Today’s numbers look considerably different, with forms sales accounting for only 26 percent of distributor business, and as a whole, forms sales accounting for just $610 million of this billion-dollar industry. Today’s product mix includes a variety of specialty niches, such as direct mail, commercial printing and promotional products—all areas once considered outside the realm and scope of the industry.
Gordon also cited changes from the 1980s era. “The last 20 years have seen the death of the pinfeed printer, as well as the growth and then maturity of the desktop laser, which has now morphed into a rebirth with the lower cost of entry for color laser printing.”
And there she is, the desktop laser printer and her gal pal, the desktop computer; together they stand mighty, tossing their hair to the wind in that ever so sassy and arrogant way. Yes, technology has forever changed the industry and has forever changed the way business is conducted worldwide.
Giving the People What They Want
While top-notch print quality is imperative, it is a given ingredient to success in today’s markets. Survival of the fittest for the new millenium now relies on speed that utilizes forefront technology and quality of service, with the emphasis on service. Gordon drove this point home when he stated, “We need to be on the same path as our distributors and learn to do more than just be a source for labels. We need to be a source for solutions by staying on top of technology.” Echoing his call, Bogner also stated that survival long into the future calls for an eagle eye on “service, service and more service, and if you can supply it yesterday for a really low cost it would be great!”

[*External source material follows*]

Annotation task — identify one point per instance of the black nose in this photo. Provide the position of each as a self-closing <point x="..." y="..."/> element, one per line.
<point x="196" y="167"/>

So, what is the state of the industry compared to two decades ago? Clearly, it is no longer a rigid entity. There is a call for getting back to basics on the customer service side, but in a high-speed, tech-savvy way. And, in regards to institutional dynamics and product mix, it is a vast, complex and ever-changing, amorphic blob that refuses to stay inside the box, and it is forcing the industry to face life without the luxury of four walls.